Haley decides to gamble on a larger payout. She interviews her exes and enlists the help of a mathematician to create a formula–with eighty-six variables–for the cost of love. As she’s searching for answers, the one that got away reappears with a new proposition.
Female desire, heartbreak and the chance for integrity in the aftermath of both are held up in this whipsmart, original and daringly candid memoir. As Haley McGee interrogates her romantic triumphs and failures with unflinching detail and hilarity, her exquisite prose elevates this all too human conundrum: Is love worth it?
Thank you to the author for a gifted copy of this book in exchange for an honest review.
This book was so creative and so fun to read. I love reading about bad dates, so I was instantly hooked by the blurb when Haley reached out to offer me a copy.

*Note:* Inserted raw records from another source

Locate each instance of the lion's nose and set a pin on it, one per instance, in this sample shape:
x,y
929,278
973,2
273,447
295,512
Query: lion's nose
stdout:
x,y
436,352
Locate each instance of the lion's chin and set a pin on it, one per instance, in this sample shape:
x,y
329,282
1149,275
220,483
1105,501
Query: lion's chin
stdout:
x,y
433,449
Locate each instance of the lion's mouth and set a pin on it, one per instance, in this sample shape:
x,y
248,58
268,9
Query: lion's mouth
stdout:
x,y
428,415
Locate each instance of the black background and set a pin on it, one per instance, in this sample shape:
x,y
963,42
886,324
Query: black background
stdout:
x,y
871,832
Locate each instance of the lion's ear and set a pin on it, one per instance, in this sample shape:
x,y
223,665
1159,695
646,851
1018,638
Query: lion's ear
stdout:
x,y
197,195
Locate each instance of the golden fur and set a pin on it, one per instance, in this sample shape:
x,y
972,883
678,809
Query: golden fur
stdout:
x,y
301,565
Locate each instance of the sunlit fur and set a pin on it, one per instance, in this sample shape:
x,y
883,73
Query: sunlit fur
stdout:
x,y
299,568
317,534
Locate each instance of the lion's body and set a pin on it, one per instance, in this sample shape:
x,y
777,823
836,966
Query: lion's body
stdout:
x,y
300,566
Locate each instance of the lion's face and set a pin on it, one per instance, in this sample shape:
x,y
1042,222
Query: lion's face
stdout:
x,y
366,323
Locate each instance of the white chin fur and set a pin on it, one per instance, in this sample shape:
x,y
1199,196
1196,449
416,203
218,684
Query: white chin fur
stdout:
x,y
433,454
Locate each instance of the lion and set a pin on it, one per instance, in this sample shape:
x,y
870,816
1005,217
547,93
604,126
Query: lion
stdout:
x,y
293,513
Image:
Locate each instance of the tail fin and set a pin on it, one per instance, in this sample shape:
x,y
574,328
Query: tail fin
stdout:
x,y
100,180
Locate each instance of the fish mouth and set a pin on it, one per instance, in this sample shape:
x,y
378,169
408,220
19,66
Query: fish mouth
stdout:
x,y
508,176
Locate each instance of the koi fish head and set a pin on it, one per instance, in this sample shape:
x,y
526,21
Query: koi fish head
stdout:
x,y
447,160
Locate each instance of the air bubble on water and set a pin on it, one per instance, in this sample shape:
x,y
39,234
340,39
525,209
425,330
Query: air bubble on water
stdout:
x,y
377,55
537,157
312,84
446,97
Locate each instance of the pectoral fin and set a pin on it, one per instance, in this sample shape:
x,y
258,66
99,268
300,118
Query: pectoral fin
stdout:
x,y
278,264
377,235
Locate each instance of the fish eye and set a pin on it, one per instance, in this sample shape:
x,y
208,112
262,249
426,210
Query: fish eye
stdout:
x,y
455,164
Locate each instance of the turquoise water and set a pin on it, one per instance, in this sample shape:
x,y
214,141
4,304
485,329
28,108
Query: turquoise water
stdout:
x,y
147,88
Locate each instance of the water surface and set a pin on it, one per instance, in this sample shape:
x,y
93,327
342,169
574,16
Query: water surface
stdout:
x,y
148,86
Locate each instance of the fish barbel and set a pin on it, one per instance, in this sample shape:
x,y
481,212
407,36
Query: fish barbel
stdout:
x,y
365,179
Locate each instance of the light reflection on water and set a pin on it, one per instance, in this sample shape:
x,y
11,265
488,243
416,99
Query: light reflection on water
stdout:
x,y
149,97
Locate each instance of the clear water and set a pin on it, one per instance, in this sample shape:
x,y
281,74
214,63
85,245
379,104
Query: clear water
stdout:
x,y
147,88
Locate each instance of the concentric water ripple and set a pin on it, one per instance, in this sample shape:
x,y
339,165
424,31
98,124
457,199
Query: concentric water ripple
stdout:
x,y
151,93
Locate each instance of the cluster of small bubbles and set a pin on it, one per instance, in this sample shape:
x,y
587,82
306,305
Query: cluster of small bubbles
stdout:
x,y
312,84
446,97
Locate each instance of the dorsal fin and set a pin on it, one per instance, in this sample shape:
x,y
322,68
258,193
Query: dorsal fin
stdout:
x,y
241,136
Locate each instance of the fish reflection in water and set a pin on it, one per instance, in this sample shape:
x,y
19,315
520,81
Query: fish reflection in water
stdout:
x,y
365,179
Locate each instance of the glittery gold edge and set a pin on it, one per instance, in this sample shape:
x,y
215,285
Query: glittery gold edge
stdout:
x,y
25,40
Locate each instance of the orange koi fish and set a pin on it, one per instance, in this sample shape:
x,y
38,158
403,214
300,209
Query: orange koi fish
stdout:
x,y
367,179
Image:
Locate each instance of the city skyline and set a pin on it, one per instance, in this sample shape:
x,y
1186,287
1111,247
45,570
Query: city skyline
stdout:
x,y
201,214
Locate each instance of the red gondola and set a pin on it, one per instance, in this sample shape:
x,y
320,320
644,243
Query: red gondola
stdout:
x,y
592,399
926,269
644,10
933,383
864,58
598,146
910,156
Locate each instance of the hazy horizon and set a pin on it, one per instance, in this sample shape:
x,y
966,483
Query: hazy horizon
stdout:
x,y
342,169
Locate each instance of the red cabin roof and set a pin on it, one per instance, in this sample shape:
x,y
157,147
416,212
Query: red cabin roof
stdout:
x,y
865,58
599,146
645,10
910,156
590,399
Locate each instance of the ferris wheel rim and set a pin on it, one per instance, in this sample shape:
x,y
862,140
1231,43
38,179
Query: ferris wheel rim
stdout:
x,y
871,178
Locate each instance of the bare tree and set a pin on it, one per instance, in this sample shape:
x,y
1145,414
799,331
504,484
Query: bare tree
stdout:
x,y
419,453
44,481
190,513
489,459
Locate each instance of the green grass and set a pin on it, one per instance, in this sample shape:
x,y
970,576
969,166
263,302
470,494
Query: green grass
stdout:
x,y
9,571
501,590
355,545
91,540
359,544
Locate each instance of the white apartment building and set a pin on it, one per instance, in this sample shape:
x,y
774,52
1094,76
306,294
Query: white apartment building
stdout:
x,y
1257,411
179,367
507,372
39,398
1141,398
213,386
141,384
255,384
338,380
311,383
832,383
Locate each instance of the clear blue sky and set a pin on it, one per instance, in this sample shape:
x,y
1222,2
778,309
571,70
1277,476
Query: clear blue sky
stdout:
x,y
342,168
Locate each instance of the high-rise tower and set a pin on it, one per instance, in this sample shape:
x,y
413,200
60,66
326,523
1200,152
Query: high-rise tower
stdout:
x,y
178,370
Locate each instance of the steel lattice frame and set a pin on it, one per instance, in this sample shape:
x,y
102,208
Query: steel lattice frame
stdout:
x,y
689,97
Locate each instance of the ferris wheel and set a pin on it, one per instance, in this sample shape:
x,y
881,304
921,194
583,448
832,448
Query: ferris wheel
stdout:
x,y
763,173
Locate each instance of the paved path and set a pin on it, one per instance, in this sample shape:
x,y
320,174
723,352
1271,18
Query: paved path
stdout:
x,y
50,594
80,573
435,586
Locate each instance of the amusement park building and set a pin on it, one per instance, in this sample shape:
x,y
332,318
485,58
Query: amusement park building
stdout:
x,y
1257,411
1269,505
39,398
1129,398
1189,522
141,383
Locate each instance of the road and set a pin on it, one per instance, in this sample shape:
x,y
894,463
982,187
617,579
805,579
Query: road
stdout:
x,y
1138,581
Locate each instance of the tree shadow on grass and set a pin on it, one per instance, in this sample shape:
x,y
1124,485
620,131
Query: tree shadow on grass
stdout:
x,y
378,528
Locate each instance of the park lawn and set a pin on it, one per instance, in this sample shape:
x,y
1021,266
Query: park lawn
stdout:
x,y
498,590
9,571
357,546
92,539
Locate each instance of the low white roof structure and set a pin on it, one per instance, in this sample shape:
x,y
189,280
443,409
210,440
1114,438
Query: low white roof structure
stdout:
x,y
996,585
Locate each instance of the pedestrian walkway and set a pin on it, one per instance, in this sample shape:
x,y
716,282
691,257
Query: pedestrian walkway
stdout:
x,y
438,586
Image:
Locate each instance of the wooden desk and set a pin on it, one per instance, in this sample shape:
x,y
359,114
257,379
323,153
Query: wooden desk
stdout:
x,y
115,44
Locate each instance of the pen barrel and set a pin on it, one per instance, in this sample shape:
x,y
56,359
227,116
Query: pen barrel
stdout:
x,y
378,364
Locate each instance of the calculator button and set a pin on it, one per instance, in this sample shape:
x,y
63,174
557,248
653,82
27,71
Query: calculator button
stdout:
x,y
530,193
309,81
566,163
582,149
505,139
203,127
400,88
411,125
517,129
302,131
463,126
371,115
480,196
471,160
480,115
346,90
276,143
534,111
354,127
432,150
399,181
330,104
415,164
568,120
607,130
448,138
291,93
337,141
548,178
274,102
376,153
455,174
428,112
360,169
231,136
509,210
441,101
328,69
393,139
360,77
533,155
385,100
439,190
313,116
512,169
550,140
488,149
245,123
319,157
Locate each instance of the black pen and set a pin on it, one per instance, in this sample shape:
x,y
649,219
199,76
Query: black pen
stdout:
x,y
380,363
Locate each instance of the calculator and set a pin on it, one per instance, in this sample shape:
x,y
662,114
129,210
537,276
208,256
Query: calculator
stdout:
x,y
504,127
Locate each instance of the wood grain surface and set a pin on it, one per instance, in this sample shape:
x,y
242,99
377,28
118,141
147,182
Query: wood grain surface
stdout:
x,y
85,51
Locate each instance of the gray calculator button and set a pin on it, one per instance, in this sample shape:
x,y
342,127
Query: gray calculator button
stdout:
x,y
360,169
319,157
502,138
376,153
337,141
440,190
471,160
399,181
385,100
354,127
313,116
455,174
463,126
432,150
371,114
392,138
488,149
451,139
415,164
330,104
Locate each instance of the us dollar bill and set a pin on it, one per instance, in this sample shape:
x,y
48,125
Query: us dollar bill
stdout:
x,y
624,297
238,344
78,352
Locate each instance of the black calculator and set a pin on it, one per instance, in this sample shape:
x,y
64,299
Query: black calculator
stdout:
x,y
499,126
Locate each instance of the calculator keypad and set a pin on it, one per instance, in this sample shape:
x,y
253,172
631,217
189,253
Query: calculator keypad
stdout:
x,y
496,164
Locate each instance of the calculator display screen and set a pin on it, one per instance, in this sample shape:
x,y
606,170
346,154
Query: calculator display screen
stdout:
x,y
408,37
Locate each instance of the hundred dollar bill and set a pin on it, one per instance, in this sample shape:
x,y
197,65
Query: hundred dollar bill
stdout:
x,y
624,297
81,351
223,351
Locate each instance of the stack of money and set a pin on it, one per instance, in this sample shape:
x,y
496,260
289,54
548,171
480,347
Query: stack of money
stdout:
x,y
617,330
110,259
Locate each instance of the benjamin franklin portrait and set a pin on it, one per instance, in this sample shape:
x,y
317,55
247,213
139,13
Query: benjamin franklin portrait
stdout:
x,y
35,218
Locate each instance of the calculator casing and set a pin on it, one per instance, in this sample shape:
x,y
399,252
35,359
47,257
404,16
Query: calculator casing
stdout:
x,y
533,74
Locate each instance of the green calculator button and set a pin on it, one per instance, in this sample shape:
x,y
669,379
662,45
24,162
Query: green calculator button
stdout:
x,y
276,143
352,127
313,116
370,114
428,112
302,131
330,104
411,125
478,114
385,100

The Ex-Boyfriend Yard Sale felt like a conversation with a friend. I really liked the author’s voice and writing style, and felt like I was inside the story. It was so honest and straightforward and didn’t gloss over some of the uglier parts of life (like getting panic diarrhea after reading an upsetting message!). It must have taken a lot of bravery to portray herself so honestly.
The passages about Haley’s relationships, past and present, were my favorite parts to read. I especially liked reading about her relationship with T, although I was rooting for her to dump him the whole time. All of the relationships were written about in a very funny, candid way, and it just goes to show how often you can look back on a past relationship and laugh at yourself for how seriously you took it.
I loved the charts, diagrams, and handwritten equations to help illustrate the math that Haley and Gemma were working on. I will say that the math could have been a little less dumbed down. I think some of the prose could have been smoother if the author didn’t take the time, for example, to explain what a median and an outlier are, or how to solve a linear equation. People who are good at math know that stuff already, and people who don’t care about math would likely skim those paragraphs either way.
After reading the book, I would certainly want to see Haley’s show to see this story come to life. Her writing makes her seem like she would be hilarious in person!
Pick this book up if you’re looking for a lighthearted memoir about the trials of dating. This book is certainly relatable, and very worth the read.
QOTD: Have you kept anything from your exes? I have a couple of gifts that are more useful than they were sentimental, and I suppose some pictures are stored somewhere because I never delete pictures. Everything attached to memories got Marie Kondo’d along the way.